Does Clark Have a Prayer?
From the January 26, 2004 issue: With the general in New Hampshire.
by Matthew Continetti
01/26/2004, Volume 009, Issue 19





Manchester, New Hampshire
IT'S AROUND 1 P.M. on Tuesday, January 13, and General Wesley K. Clark, the former supreme commander of NATO and Democratic presidential candidate, is visiting Child Health Services, a clinic for low-income children. He's locked in conversation with one Janet Clark, the director of special medical pediatrics, who has worked here for 20 years, and who is not, she is quick to say, related to the candidate. She mentions that the center engages in "child advocacy."

"What is 'advocacy'?" asks the general, interrupting. "That's a term of art. What does it mean? Lay it out for me: A, B, C, and D."

Janet Clark proceeds to explain, and the general stares at her with wide, unblinking brown eyes. After the impromptu lecture, he shakes hands with the staff. He donates a stuffed animal to the toy bank. He takes a quick tour of the facility, which is decorated in bold, primary colors, and asks questions about children's health issues, the clinic's funding, and what he as president could do to help.

During the general's tour, I chat with the receptionist. She mentions that John Edwards is scheduled to deliver a speech at Child Health Services later this afternoon. Clark's staffers, she confides, "weren't too happy about that."

They had reason not to be. Edwards, who has visited the clinic before, will speak in the "community room," a relatively spacious area with over a dozen chairs for press. Clark, meanwhile, has been assigned the cramped "adolescent waiting area," where about 50 journalists, photographers, and
camera crews are jostling for space around the square table where Clark will hold a discussion with employees. "You'll need to pick a smaller room next time," grouses a CNN cameraman to a Clark campaign aide.

"We're still humble," says Jamal Simmons, Clark's spokesman. "We don't expect anybody to show up."

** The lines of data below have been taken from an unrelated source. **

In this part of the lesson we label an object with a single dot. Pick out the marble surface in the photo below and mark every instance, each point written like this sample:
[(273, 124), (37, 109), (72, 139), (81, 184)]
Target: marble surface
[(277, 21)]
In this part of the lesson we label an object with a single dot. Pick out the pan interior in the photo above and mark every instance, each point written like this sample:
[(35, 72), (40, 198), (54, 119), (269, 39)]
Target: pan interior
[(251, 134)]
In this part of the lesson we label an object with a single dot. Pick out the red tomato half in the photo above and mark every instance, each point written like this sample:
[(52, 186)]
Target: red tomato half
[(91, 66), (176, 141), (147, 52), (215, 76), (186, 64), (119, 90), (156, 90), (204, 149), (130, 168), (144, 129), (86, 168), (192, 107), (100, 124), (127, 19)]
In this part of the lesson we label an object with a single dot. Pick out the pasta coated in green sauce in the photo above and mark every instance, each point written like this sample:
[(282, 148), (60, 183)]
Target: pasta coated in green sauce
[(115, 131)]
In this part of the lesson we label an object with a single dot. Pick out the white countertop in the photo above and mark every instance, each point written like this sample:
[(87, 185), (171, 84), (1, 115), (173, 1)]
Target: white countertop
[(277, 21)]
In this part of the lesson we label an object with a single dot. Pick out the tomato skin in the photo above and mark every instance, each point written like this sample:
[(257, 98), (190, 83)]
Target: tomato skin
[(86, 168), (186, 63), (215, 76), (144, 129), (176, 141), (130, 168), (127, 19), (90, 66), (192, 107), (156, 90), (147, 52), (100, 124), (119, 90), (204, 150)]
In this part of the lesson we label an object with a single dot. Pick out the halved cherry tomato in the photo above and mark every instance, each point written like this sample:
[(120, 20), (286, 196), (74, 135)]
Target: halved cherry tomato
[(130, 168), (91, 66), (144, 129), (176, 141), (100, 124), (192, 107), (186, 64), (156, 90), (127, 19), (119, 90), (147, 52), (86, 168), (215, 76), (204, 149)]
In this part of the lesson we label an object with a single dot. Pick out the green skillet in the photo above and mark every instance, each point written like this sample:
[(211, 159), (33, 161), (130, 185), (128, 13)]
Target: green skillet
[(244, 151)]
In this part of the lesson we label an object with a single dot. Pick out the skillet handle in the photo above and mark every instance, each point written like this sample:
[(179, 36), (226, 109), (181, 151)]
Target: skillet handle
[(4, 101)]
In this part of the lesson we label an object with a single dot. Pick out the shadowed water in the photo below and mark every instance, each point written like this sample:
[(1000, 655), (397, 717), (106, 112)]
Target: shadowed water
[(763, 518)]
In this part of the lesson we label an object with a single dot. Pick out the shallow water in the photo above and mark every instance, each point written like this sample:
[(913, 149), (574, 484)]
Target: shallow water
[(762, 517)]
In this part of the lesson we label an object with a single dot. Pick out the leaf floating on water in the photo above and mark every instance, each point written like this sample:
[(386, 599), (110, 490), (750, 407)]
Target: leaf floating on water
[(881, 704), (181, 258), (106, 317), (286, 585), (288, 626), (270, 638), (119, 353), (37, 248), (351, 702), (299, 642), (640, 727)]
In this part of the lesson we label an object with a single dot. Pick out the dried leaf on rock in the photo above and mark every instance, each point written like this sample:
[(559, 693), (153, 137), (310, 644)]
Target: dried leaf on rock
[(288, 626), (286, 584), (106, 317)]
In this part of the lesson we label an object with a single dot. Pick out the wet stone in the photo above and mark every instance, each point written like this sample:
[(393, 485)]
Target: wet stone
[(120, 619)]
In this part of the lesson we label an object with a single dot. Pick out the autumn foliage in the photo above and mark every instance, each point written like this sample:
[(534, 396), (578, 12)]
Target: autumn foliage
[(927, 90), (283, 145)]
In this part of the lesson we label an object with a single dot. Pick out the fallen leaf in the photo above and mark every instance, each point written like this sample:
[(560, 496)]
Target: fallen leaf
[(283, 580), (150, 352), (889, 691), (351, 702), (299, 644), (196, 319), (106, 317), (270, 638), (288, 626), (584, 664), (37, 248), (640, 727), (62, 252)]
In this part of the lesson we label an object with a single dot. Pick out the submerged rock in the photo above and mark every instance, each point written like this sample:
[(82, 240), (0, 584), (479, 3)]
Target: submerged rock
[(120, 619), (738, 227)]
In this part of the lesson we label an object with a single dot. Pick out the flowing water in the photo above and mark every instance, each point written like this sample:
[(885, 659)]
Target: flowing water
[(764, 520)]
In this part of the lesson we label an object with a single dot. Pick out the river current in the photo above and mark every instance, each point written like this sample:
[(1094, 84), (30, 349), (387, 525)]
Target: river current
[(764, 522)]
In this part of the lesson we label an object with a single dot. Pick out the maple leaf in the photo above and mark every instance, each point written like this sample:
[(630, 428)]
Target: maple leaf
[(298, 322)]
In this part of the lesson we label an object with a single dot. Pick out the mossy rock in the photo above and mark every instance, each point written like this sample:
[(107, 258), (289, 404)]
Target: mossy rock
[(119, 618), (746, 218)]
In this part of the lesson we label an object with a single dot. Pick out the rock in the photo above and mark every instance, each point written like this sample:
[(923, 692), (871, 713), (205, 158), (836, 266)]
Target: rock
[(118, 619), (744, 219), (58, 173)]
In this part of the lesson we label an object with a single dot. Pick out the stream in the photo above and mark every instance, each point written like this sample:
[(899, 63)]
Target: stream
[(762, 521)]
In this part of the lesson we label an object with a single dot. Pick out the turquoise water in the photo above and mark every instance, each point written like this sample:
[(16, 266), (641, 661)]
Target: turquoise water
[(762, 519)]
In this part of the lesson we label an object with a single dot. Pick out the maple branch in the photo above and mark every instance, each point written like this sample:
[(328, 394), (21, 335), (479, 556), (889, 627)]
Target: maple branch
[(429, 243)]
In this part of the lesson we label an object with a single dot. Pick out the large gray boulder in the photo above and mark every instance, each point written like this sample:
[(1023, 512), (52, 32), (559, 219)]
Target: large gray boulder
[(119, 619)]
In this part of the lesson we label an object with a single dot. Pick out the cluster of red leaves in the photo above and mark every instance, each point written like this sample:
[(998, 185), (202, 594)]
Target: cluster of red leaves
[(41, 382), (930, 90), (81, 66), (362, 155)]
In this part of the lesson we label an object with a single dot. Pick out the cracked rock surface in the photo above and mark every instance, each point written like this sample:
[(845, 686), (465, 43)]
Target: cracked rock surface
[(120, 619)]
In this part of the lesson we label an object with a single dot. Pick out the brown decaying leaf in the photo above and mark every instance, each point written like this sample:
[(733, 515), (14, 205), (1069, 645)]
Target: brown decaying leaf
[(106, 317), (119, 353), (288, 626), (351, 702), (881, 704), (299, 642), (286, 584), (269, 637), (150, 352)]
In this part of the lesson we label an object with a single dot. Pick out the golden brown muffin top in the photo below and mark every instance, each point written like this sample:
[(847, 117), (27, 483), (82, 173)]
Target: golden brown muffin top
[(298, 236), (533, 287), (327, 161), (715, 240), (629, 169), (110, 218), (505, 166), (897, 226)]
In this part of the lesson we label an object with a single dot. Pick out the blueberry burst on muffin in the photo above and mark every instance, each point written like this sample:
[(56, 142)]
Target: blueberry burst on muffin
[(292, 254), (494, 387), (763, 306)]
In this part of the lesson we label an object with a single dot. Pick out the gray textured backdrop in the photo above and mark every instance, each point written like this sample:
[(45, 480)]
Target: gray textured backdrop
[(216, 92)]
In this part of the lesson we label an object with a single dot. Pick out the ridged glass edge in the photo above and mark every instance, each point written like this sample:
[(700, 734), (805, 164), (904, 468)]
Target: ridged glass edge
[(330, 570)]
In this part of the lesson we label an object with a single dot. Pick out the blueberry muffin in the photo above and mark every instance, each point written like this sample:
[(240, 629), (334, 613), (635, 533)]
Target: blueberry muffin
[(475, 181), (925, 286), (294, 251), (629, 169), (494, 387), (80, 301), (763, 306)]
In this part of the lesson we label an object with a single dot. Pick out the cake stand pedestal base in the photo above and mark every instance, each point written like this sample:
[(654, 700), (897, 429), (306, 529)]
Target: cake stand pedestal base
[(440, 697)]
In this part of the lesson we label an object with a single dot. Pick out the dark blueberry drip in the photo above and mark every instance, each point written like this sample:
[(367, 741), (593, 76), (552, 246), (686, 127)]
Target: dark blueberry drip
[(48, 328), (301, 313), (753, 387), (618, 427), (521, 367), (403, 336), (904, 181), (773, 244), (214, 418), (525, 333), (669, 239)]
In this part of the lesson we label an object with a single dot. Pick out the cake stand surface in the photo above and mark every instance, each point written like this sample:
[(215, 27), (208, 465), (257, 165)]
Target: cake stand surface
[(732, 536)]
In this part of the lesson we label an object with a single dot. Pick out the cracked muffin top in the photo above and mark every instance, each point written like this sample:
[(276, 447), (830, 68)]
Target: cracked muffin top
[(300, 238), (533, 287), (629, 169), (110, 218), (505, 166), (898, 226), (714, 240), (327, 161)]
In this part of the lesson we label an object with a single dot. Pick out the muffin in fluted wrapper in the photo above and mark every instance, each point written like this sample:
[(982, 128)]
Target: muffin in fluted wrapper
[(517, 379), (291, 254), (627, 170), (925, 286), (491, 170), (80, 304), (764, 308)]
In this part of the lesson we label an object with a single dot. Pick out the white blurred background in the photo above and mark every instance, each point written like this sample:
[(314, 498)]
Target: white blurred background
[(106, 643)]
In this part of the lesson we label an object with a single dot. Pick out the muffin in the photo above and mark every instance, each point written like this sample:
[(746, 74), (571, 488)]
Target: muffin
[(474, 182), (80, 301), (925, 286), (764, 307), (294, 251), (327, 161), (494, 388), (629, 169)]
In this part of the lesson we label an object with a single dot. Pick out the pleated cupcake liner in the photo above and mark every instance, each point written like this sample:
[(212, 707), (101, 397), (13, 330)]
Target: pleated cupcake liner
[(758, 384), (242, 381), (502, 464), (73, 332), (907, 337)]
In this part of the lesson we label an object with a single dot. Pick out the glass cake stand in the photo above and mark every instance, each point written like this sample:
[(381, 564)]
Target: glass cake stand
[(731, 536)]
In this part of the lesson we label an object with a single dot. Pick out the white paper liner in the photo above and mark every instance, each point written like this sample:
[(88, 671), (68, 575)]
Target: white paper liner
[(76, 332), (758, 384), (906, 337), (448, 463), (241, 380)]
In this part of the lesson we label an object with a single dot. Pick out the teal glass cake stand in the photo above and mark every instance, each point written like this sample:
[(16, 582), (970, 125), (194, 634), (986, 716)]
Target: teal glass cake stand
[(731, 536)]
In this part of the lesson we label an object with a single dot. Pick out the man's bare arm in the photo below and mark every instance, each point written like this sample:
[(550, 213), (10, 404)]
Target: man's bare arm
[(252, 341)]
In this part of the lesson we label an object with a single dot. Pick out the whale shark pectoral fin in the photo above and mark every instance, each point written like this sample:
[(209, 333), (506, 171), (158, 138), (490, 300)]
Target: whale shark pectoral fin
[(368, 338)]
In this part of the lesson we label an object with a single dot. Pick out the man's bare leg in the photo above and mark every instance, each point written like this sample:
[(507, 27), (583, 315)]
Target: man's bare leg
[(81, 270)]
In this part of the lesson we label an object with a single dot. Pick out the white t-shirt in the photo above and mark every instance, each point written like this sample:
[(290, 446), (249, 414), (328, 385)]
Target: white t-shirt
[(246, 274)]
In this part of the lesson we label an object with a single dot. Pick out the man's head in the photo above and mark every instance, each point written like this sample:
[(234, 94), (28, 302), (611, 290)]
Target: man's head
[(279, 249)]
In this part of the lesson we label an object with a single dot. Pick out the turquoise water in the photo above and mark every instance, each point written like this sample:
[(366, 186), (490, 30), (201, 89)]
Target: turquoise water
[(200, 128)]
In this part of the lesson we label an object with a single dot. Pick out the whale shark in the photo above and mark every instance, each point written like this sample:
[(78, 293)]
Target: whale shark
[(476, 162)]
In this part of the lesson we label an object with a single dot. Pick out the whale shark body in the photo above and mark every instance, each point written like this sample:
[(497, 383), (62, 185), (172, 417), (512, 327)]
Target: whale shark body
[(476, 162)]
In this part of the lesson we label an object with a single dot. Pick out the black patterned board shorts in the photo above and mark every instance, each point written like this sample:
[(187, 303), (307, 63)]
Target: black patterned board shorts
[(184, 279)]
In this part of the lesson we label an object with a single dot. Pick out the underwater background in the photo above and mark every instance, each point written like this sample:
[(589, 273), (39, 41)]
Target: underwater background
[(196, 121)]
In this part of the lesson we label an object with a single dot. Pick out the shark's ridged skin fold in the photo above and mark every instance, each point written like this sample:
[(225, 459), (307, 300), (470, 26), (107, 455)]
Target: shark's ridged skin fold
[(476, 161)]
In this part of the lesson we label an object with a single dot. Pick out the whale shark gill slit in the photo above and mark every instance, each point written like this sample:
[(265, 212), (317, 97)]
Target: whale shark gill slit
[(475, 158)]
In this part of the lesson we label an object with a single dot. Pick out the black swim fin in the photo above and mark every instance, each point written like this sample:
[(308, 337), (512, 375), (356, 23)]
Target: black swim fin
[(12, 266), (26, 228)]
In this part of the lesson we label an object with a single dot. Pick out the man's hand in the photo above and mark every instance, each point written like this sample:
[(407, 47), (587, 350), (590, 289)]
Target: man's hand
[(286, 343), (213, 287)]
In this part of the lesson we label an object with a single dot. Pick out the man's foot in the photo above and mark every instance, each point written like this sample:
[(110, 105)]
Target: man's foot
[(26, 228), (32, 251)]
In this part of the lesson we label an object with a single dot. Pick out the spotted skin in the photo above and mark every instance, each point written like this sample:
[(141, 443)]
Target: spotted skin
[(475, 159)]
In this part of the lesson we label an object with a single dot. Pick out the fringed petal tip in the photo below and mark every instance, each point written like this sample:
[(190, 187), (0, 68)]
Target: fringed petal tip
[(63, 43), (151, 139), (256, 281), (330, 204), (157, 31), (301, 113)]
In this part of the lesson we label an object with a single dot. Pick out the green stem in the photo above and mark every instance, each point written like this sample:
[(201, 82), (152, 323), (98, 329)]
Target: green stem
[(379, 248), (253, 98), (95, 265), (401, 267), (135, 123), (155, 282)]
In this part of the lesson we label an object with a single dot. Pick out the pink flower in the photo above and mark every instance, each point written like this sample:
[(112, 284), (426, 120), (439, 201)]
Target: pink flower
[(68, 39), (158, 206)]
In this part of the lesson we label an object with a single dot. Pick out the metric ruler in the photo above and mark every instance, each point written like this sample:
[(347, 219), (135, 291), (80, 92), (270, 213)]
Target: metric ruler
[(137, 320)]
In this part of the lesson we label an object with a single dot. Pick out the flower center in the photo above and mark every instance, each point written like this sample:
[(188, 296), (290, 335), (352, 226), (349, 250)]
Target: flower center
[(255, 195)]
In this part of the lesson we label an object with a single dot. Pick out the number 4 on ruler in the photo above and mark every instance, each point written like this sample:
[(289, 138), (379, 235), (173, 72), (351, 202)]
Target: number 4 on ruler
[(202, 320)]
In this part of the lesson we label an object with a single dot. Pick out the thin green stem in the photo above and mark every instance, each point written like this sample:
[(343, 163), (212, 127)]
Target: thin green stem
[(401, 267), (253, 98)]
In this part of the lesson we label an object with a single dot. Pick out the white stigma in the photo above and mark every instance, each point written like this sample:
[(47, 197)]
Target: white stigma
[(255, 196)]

That's because Clark, who is 59, is an unconventional candidate and a latecomer to Democratic politics. Until October he was a registered Independent. He's given talks at Republican fundraisers, and has intermittently praised the Bush administration. His background is full of superlatives--a Rhodes scholar, he graduated at the top of his class at West Point and is a champion swimmer, a retired four-star general, and a lover of Plato. But the last time he ran for office, it was for president of his 12th-grade class. He lost.

Hence the surprise at the Clark surge here in recent weeks. As the other Democratic candidates flocked to Iowa in preparation for the January 19 caucuses (in which Clark is not competing), and went to work beating each other up with attack ads and verbal barbs, General Clark stayed in New Hampshire, which holds its primary on January 27. As Joe Trippi, frontrunner Howard Dean's campaign manager, put it, "[Clark's] been shooting free throws by himself on one end of the court while we've been throwing elbows at each other at the other end."

From Clark's point of view, it's working. His poll numbers are up, as is attendance at the now-daily "Conversations with Clark" town-hall meetings, which are held throughout the state. One poll, from the American Research Group, shows that Clark has edged out Senator John Kerry for second place in New Hampshire, and is within 5 points of Dean. The Clark boomlet has attracted media from around the country and beyond--a crew from ZDF, a German television station, is here, along with CNN, ABC, CBS, and others. "I'd say we doubled our press every day for the last couple of days," says one of Clark's press aides.